The left has criticized Johnson-Crapo for not doing enough for low- and moderate-income homeownership. The right has criticized it for leaving too much risk with the taxpayer. But it seems that a broad center finds that the outline provided by the bill provides a way forward from the zombie-state housing finance finds itself in, with a Fannie and Freddie neither fully alive nor fully dead. Nobody seems to think that a bill will pass this year. But hopefully Congress will keep attending to this issue and we can soon see a resurrected housing finance system, one that can take us through much of the 21st Century just as Fannie and Freddie got us through the 20th.

 

Reiss on BoA-FHFA Settlement

Inside The GSEs quoted me in BofA MBS Lawsuit Settlement Shrinks List of FHFA Defendants (behind a paywall). It reads,

It’s only a matter of time before the remaining big bank defendants settle lawsuits filed by the Federal Housing Finance Agency over billions in non-agency mortgage-backed securities sold to Fannie Mae and Freddie Mac in the years leading up to the housing crisis, predicts a legal expert.

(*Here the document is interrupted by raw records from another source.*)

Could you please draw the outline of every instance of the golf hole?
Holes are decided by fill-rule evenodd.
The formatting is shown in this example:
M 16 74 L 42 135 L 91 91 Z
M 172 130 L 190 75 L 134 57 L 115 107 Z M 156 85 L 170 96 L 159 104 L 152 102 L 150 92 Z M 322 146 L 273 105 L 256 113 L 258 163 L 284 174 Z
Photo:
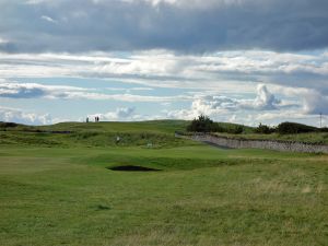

Last week, Bank of America agreed to a $9.3 billion settlement that covers its own dealings as well as those of Countrywide Financial and Merrill Lynch, which it acquired in 2008. The agreement covers some $57 billion of MBS issued or underwritten by these firms.

BofA did not admit liability or wrongdoing but it will pay $5.8 billion in cash to Fannie and Freddie and repurchase about $3.5 billion in residential MBS at market value. In return, FHFA’s lawsuits against the bank will be dismissed with prejudice.

The FHFA said it is working to resolve the remaining lawsuits regarding non-agency MBS purchased by the GSEs between 2005 and 2007. The suits involve alleged violations of federal and state securities laws and allegations of common law fraud. One week earlier, the Finance Agency announced that Credit Suisse Group had agreed to pay $885 million to settle a similar lawsuit.

Under the terms of that agreement, Credit Suisse will pay approximately $234 million to Fannie and approximately $651 million to Freddie. In exchange, certain claims against Credit Suisse related to the securities involved will be released.

So far, the FHFA’s lawsuits have recovered $19.5 billion in total payments. Expect more where that came from, said David Reiss, a professor at Brooklyn Law School.

“Every case is different and each institution has a different risk profile in terms of litigation strategy,” said Reiss. “The BofA settlement is so high profile because it’s Countrywide. It gives a lodestar when trying to figure out how low [defendants] can go in a settlement offer.”

Prior to the BofA deal, the FHFA had collected $8.9 billion in prior settlements. The Morgan Stanley settlement is the fourth largest of those settlements, behind Deutsche Bank, which agreed to pay $1.93 billion in December, and JPMorgan Chase, which reached a $4 billion settlement in October.

The bank defendants have repeatedly tried and failed to dismiss the FHFA suits on procedural grounds, including a claim that the cases were no longer timely.

In October, the U.S. Supreme Court declined to hear an appeal from the banks, prompting the expectation in legal circles that few, if any, of the remaining cases will ever go to trial.

“I don’t think that if you are a [big bank] defendant, that you see a particularly favorable judiciary,” said Reiss. “You see that the government is able to reach deals with companies in front of you and I think you’re thinking about settling.”

Entities that have yet to settle non-agency MBS claims with the FHFA include Barclays Bank, First Horizon National Corp., Goldman Sachs, HSBC, Nomura Holding America and the Royal Bank of Scotland.